The balance between individual and social responsibility in aging well is probably the key aspect of the active aging model as both contribute to aging outcomes that means people should adopt a healthy life style and stay engaged with society but this can only be achieved in friendly and supportive contexts that guarantee access to a diversity of services and value individual options and dignity.

One major implication of the active aging model as it has been spreading among policy makers is the emphasis it puts on a productivist perspective that focuses mostly on the extension of working life ignoring other forms of nonpaid work (Foster and Walker 2014). The foundational rhetoric of active aging is the recognition of autonomy and capacity of older citizens to engage in meaningful social action, as opposed to disengagement. Therefore it is focused on eliminating age barriers to the participation of older workers in the labor market and it is very hostile to the culture of early exit from the labor market. As a result, it paves the way to a new legitimacy to what is considered successful aging, one that is largely dependent on an almost endless participation in the productive sphere of society (or in some sort of equivalent). In terms of public policies, this translates into pressures toward postponing retirement, into investments in training of older workers, among others. Authors such as Foster and Walker consider that there are other forms of creation of social value that are outside the realm of the labor market and that need to be included in the public policies forum, such as nonpaid family care and voluntary work. Although these are included in the concept of active aging as dimensions of participation, they have a very shy expression in the policy domain.

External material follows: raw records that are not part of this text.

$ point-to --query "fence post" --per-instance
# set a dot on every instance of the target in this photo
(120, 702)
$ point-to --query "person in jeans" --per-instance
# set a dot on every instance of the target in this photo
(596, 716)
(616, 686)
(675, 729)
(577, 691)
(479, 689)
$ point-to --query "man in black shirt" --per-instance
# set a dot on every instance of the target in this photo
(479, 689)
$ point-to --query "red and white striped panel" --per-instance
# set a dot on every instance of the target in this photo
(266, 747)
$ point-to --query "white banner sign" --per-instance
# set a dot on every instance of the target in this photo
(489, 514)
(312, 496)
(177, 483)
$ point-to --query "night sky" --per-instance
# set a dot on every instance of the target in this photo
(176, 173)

Other authors go even further in their criticism of the concept of active aging and emphasize its normative dimension (Boudiny 2013). They argue in that respect that the concept encapsulates a standardized approach to aging as strong as the past approaches that would equate aging to frailty and disengagement. In that sense, today as before, it is about prescribing appropriate and socially desirable modes of aging and as such it is about a model of governance of aging bodies. Remaining active and willing to be active become social norms. Those who do not conform, sometimes for reasons they cannot control, to these social norms of aging are “aging badly.”

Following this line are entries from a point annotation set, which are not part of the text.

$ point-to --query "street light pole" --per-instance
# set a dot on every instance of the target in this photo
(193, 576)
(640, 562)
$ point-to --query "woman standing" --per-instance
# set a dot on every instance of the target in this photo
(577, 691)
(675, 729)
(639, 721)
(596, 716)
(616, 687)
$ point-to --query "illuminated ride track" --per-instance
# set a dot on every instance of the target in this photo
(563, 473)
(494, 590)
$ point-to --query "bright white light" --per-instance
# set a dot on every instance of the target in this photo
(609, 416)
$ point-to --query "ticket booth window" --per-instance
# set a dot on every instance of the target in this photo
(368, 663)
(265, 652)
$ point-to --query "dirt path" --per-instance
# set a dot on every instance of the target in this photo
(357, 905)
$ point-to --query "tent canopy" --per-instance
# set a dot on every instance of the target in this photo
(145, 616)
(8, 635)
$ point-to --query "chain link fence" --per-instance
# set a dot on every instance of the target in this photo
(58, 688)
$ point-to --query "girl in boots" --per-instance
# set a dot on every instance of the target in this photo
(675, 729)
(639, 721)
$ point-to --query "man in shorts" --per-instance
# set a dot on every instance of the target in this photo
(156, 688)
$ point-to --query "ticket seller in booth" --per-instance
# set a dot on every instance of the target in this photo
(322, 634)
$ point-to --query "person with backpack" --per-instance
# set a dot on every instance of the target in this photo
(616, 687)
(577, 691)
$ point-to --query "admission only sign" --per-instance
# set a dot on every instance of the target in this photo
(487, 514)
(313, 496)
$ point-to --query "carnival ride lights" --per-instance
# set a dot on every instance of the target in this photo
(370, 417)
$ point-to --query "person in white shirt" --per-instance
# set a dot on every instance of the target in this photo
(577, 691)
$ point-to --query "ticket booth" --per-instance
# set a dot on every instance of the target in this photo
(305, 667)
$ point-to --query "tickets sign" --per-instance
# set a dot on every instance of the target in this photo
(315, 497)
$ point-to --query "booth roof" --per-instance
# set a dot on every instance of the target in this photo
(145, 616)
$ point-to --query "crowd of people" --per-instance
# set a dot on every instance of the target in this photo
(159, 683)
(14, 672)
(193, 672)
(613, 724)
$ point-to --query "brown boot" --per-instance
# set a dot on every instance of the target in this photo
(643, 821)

Despite the criticisms, the model of active aging as a framework to implement individual and societal strategies that foster an aging process marked by quality of life seems to have gathered wide consensus. If those strategies are thought of as multidimensional in their nature, articulating individual and societal responsibilities and focusing on inclusion and participation of all irrespective of age-related constraints or any other constraints, they can pave the way to aging well for the growing generations of people who have higher expectations in terms of the number of years of life they will enjoy but also higher expectations about the quality of life they desire to those years.